Islamabad, April 16, 2010: After the House Business Advisory Committee of the Senate, the PPP Parliamentary Leader, Sherry Rehman urged going forward with making the rules and arrangements for an online session as well as the regular session of standing committees. She said that Parliament’s urgent role of scrutinizing government, authorizing spending, making laws, and providing leadership during difficult times must be upheld. She said, “while Pakistan faces a risk of increased cases and casualties, the federal government’s decision-making, effectiveness of lockdowns as well as its health and economic policies remain questionable. The need for a consensus on effectively managing this state of emergency is greater than ever. The Senate of Pakistan, while ensuring no province is left behind in the decision-making process, needs to advocate for unity and cohesion to cope with this pandemic in the best interest for the public of Pakistan”.
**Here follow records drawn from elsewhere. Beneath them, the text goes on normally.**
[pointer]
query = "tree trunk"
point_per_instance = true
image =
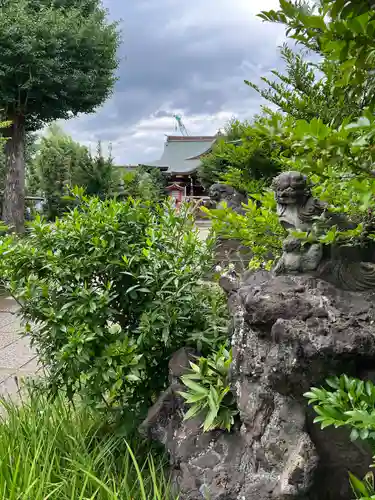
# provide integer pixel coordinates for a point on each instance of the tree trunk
(13, 212)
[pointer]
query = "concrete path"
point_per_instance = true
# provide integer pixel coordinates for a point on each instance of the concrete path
(17, 359)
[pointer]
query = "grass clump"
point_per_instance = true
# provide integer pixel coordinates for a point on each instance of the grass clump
(54, 450)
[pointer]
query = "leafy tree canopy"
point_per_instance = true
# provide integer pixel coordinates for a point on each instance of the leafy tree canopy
(57, 58)
(244, 153)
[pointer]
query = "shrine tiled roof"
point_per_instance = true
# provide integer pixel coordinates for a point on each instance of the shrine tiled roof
(182, 153)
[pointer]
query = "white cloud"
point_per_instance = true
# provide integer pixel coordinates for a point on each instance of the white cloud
(181, 57)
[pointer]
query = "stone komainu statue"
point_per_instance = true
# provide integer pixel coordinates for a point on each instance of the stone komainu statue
(351, 268)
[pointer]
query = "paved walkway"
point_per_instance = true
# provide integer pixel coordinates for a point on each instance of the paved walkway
(17, 359)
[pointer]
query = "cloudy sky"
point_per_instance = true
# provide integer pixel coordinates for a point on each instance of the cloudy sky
(188, 57)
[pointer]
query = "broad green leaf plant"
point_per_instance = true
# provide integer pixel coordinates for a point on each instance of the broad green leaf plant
(348, 402)
(258, 228)
(111, 291)
(208, 391)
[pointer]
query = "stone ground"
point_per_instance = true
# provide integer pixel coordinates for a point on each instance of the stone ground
(17, 359)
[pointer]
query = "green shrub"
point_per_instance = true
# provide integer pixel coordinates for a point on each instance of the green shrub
(111, 290)
(56, 451)
(349, 402)
(208, 391)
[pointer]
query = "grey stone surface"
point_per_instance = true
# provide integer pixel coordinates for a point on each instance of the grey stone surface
(289, 333)
(17, 359)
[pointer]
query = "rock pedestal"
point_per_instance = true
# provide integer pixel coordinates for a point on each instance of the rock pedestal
(289, 333)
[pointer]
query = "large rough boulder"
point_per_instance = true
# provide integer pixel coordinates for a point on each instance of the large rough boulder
(289, 333)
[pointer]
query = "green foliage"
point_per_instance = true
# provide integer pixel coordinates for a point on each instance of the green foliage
(208, 391)
(57, 59)
(96, 175)
(348, 402)
(111, 291)
(304, 92)
(61, 60)
(342, 31)
(258, 228)
(144, 183)
(60, 162)
(256, 160)
(56, 450)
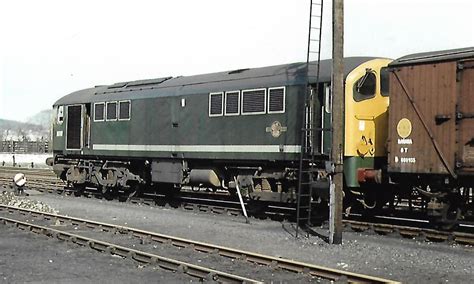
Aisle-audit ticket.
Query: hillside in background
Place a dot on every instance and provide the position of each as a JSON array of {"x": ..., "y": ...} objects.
[{"x": 36, "y": 128}]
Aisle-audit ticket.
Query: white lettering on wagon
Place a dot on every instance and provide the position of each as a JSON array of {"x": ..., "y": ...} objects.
[
  {"x": 405, "y": 141},
  {"x": 410, "y": 160}
]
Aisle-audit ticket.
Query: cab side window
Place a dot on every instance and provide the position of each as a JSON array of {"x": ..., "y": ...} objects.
[{"x": 365, "y": 87}]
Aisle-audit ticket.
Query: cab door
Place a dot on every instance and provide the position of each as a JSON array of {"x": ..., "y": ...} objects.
[{"x": 74, "y": 127}]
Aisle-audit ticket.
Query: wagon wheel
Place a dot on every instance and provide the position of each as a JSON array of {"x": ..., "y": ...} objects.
[{"x": 449, "y": 218}]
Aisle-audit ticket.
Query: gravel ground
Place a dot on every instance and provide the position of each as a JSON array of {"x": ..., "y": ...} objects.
[{"x": 390, "y": 257}]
“The Senate has to urgently address five big issues related to the Corona crisis. The federal government must look towards coordinating and aligning policies across the board. A coherent strategy among all provinces is the need of the hour to tackle and contain the growing COVID-19 challenge. A provincial government or a city alone cannot stamp out this deadly contagion. Chairman PPP, Bilawal Bhutto Zardari, has also called for a unified strategy between the center and all provinces to combat the rising threat of the pandemic. This is the time for national unity where all provinces must be on the same page. As of now, the entire federal response is based on federal point-scoring politics vs Sindh”, she added. “We need to fight Corona, not each other”
“Secondly, health infrastructure deficits must be discussed in what we see is a daily evolving situation. Parliamentary committees must not function without data. Even civil society has questions about our capacity to protect the frontline. Discord on numbers, management over testing, provision of protective gear to doctors and health workers, all must be our priority.” the Senator added.
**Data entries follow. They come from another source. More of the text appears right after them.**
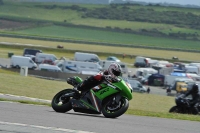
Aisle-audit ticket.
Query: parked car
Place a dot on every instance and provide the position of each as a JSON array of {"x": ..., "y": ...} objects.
[
  {"x": 50, "y": 62},
  {"x": 47, "y": 67},
  {"x": 19, "y": 61},
  {"x": 113, "y": 58},
  {"x": 141, "y": 61},
  {"x": 31, "y": 53},
  {"x": 137, "y": 86},
  {"x": 40, "y": 57},
  {"x": 86, "y": 57}
]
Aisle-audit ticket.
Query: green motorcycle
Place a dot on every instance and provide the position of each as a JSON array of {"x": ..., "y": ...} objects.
[{"x": 111, "y": 99}]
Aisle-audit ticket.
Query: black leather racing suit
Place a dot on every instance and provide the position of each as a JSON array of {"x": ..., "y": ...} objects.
[{"x": 195, "y": 101}]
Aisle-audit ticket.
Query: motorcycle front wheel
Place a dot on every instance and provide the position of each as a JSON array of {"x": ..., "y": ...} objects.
[
  {"x": 174, "y": 109},
  {"x": 112, "y": 110},
  {"x": 59, "y": 104}
]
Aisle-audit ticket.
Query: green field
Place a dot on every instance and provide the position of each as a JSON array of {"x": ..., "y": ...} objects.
[
  {"x": 110, "y": 37},
  {"x": 33, "y": 12},
  {"x": 97, "y": 48},
  {"x": 141, "y": 104}
]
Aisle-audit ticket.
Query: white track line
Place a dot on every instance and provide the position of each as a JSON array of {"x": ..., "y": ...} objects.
[{"x": 43, "y": 127}]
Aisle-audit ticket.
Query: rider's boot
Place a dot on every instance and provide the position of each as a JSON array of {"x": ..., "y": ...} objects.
[{"x": 77, "y": 94}]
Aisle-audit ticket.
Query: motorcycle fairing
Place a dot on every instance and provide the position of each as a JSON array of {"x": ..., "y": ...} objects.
[{"x": 89, "y": 103}]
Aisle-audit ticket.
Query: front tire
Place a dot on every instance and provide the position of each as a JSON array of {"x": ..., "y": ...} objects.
[
  {"x": 174, "y": 109},
  {"x": 59, "y": 105},
  {"x": 110, "y": 111}
]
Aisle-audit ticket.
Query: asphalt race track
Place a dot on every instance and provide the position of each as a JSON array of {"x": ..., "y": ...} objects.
[{"x": 22, "y": 118}]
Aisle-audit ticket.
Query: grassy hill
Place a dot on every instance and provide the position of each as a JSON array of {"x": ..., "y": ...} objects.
[{"x": 146, "y": 25}]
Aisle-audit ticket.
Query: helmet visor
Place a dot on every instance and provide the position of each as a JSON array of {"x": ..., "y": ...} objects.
[{"x": 116, "y": 73}]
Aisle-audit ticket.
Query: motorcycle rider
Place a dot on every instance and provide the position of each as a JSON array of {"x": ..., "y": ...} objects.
[
  {"x": 195, "y": 101},
  {"x": 113, "y": 71}
]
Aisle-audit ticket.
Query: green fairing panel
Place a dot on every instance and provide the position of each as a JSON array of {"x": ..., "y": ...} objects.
[
  {"x": 125, "y": 91},
  {"x": 105, "y": 92},
  {"x": 78, "y": 79}
]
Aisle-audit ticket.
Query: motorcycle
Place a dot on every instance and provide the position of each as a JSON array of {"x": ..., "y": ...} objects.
[
  {"x": 109, "y": 98},
  {"x": 183, "y": 106}
]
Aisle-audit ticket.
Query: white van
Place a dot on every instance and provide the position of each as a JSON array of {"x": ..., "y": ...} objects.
[
  {"x": 137, "y": 86},
  {"x": 192, "y": 69},
  {"x": 47, "y": 67},
  {"x": 40, "y": 57},
  {"x": 105, "y": 64},
  {"x": 88, "y": 57},
  {"x": 19, "y": 61},
  {"x": 79, "y": 66},
  {"x": 145, "y": 71},
  {"x": 141, "y": 61}
]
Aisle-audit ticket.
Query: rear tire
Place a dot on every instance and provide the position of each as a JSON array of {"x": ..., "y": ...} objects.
[
  {"x": 59, "y": 105},
  {"x": 123, "y": 106},
  {"x": 174, "y": 109},
  {"x": 17, "y": 67}
]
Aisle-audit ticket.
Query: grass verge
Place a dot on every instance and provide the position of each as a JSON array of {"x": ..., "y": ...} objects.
[
  {"x": 107, "y": 49},
  {"x": 141, "y": 104}
]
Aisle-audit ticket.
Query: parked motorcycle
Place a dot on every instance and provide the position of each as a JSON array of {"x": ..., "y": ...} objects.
[
  {"x": 183, "y": 106},
  {"x": 109, "y": 98}
]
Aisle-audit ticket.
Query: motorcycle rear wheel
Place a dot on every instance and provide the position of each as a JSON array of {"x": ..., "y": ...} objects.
[
  {"x": 59, "y": 105},
  {"x": 120, "y": 109},
  {"x": 174, "y": 109}
]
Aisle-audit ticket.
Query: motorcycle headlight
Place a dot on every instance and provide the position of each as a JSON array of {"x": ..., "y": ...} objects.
[{"x": 129, "y": 87}]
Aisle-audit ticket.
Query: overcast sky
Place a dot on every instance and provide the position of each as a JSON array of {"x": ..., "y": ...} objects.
[{"x": 183, "y": 2}]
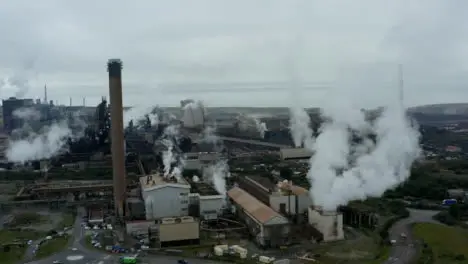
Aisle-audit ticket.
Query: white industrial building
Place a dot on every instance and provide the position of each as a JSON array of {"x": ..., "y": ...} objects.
[
  {"x": 193, "y": 114},
  {"x": 284, "y": 197},
  {"x": 268, "y": 227},
  {"x": 295, "y": 153},
  {"x": 329, "y": 223},
  {"x": 175, "y": 231},
  {"x": 164, "y": 197}
]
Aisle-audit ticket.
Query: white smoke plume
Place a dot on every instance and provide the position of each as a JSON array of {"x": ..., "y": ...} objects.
[
  {"x": 40, "y": 146},
  {"x": 219, "y": 172},
  {"x": 27, "y": 114},
  {"x": 342, "y": 171},
  {"x": 246, "y": 122},
  {"x": 18, "y": 85},
  {"x": 299, "y": 125},
  {"x": 139, "y": 113},
  {"x": 170, "y": 156}
]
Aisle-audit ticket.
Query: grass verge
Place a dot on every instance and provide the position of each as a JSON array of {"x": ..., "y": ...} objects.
[
  {"x": 17, "y": 241},
  {"x": 67, "y": 220},
  {"x": 50, "y": 247},
  {"x": 442, "y": 244}
]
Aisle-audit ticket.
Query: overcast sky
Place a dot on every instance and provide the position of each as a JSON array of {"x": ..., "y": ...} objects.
[{"x": 173, "y": 49}]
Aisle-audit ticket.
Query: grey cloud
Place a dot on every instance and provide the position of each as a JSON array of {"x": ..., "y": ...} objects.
[{"x": 352, "y": 45}]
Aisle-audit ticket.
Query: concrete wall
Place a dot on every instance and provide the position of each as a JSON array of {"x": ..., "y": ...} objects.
[
  {"x": 166, "y": 202},
  {"x": 179, "y": 231},
  {"x": 211, "y": 206},
  {"x": 138, "y": 227},
  {"x": 330, "y": 224}
]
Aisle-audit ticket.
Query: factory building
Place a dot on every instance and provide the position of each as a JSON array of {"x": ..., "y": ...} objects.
[
  {"x": 268, "y": 227},
  {"x": 205, "y": 202},
  {"x": 329, "y": 223},
  {"x": 284, "y": 197},
  {"x": 175, "y": 231},
  {"x": 193, "y": 114},
  {"x": 295, "y": 153},
  {"x": 164, "y": 197}
]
“Thirdly, we must face down the challenges our most vulnerable communities face, without exposing them to the life-threatening virus. Like most countries, Pakistan is facing key issues of charting a consensus-based policy which creates a workable balance between protecting lives while managing a lifeline to livelihoods, with huge impacts for the informal sector, daily wage-labour and SMEs. So far, the government has shown a disregard for the federal system by ignoring the views of political parties that run a province. Changing the name of the Benazir Income Support Program into the Ehsaas program has left a bad taste in the mouth of those who advocate maturity.The design, delivery and even branding of social protection packages driven by federal and provincial governments, including public philanthropy and state relief in terms of ration-delivery to vulnerable households has raised several issues that should have been directed through parliament”.
The fourth issue Rehman raised was about broad human security. Pointing to the UN’s alarming warnings about food security for developing countries, the Senator said, “Containment-driven lockdowns have raised acute concerns for Pakistan’s rural economy, while cities have already registered “epicentre” transmission concerns for provincial governments. The dangers to lives and public order are grave. The supply chains have to be well managed and monitored. For a country with one of the highest levels of water usage-per capita in the world, impacts on water and food security, as well as availability of sanitizing potable water and low-cost soap compounds at key community points have to be made on urgent basis”.
Fifth, she asked for transparency on resource-allocations by adding that out that, “rising worries about Pakistan’s mushrooming public debt continue to surface, while alarming multilateral predictions of negative growth are surfacing for contracting economies, where resources are too stretched to provide stimulus packages across the board. Terms of renegotiating Pakistan’s rising debt with the IMF are key concerns to us, especially after red flags raised by the World Bank point to serious downturns in projected growth. Given that Pakistan’s total debt and liabilities stand at Rs 41 trillion, which is almost 94 % of the country’s GDP, the magnitude and gravity of public finances merits a clear need of scrutiny”.
While concluding Senator Rehman said, “The risk to Pakistan is compounded by rising tensions in the region. What is worrying is the ongoing tension between India and Pakistan, particularly with Indian shelling on the Line of Control, and PM Modi’s exclusionary policies as well as his unacceptable abuse of population in IOK, where risk of disease is clearly high with no transparency or access to fundamental rights”.